The Nists also had to contend with two aging plants and concluded a new, modern facility was needed. Then in September 1973, a spectacular 3-alarm, 12-engine fire at the Seattle plant caused $150,000 in damages to the dry lumber storage facility. Company officers had already identified a site in Kent of 22 acre alongside the Milwaukie-Union Pacific rail line near the I-405 freeway. Construction on the $1.5 million plant began in 1974, and by spring 1975, the merger was underway, with 75 employees joining together in the renamed Seattle-Tacoma Box Company. Both the Seattle and Tacoma properties were sold to help finance the new property. The new facility provided workspace of 120000 sqft under one roof, improving workflow; additionally, the property was large enough to provide a storage site for new clients in the oil pipe industry. Seattle-Tacoma Box Company had been providing nailless containers for shipping supplies to the North Slope oil fields in Alaska, and that ongoing relationship led to the development of new tubular packaging systems patented in 1978 and 1980. The oil pipe packaging developed by Ferdinand Nist, Jr., brought international sales.

=== Investments in subsidiary plants, 1980s and 1990s ===
By 1980, the company bought a one-third interest in a corrugated cardboard plant, the Menasha Corporation of Tacoma, and renamed the plant Commencement Bay Corrugated. In order to compete with corporate giants like Weyerhauser and Georgia Pacific, the company expanded its sales force several times. In 1985, the company's subsidiary SeaPro systems began manufacturing paper, corrugated, and wood products for foodservice industries.
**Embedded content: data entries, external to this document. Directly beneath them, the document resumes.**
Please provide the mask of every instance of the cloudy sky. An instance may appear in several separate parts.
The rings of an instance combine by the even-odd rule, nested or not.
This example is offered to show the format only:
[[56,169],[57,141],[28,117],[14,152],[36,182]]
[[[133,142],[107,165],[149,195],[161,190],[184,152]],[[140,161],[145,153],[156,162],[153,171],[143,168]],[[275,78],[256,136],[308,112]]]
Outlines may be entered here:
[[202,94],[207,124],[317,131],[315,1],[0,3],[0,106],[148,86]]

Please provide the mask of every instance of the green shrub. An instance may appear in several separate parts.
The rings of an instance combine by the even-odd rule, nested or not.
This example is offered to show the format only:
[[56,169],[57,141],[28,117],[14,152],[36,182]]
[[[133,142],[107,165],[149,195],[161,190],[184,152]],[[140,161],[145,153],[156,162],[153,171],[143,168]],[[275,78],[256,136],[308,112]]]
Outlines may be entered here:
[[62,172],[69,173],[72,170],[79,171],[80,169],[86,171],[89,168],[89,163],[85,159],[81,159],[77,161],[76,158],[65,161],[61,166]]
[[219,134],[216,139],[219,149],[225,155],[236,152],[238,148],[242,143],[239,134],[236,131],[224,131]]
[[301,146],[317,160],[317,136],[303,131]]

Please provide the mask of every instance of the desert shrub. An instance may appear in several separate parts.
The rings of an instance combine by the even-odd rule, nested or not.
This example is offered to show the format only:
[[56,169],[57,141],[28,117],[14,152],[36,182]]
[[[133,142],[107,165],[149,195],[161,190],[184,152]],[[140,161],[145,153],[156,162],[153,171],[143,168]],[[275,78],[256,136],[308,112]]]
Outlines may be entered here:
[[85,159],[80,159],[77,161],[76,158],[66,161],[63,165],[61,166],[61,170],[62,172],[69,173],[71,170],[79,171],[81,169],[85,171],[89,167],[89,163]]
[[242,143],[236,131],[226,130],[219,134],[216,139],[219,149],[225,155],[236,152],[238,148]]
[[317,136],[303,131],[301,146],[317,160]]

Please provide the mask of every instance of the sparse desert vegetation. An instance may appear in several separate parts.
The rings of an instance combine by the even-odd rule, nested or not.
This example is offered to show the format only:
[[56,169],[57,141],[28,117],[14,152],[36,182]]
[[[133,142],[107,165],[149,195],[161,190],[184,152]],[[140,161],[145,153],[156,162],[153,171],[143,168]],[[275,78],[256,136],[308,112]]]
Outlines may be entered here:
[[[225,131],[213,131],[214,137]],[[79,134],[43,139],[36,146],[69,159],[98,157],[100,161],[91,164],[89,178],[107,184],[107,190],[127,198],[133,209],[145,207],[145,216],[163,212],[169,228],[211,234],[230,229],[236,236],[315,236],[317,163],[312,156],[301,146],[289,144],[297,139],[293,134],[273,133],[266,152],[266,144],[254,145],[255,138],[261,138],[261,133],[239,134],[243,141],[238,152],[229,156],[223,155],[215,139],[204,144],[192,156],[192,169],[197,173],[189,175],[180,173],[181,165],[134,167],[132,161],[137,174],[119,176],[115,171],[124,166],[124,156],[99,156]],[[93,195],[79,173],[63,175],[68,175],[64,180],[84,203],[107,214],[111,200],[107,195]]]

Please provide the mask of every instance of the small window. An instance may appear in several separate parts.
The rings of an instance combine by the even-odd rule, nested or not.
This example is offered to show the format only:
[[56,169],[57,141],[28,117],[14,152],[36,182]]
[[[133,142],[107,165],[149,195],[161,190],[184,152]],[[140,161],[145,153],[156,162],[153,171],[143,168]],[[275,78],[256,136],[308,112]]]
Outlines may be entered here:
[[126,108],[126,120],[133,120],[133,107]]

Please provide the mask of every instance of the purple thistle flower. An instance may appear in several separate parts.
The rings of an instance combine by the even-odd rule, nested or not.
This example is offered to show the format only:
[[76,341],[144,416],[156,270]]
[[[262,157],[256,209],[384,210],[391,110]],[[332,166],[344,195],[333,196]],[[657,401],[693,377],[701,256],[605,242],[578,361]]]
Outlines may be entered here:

In 1989, Washington Governor Booth Gardner honored the Nists and their company with a proclamation declaring October 23, 1989, Nist Family Day, for their contributions to the state's economy.

=== Twenty-first century ===
Seattle-Tacoma Box Company is based in Kent, Washington, with operations in Alaska, California, Hawaii, and Oregon. It serves agricultural, industrial, and seafood markets with packaging supplies, boxes, wood containers, bags, strapping, pallets, fuel pellets, portable moving and storage vaults, as well as seafood containers.

Its subsidiaries, SeaCa Packaging (founded in 1991) and SeaCa Plastic Packaging (founded in 2014), are in operation in central California, New Hampshire, and Arizona. SeaCa Plastic Packaging in Fowler, California, manufactures polypropylene corrugated cartons as a sustainable packaging replacement to wax corrugated. In 2019, the company built a new manufacturing location in Surprise, Arizona, with plans to create better packaging on a larger scale. Ferd Nist, Jr., president of the company, is a fourth-generation Nist, and fifth and sixth generation Nists (Michael, Robert, Jacob, Joseph, and Erika) already work in the family company.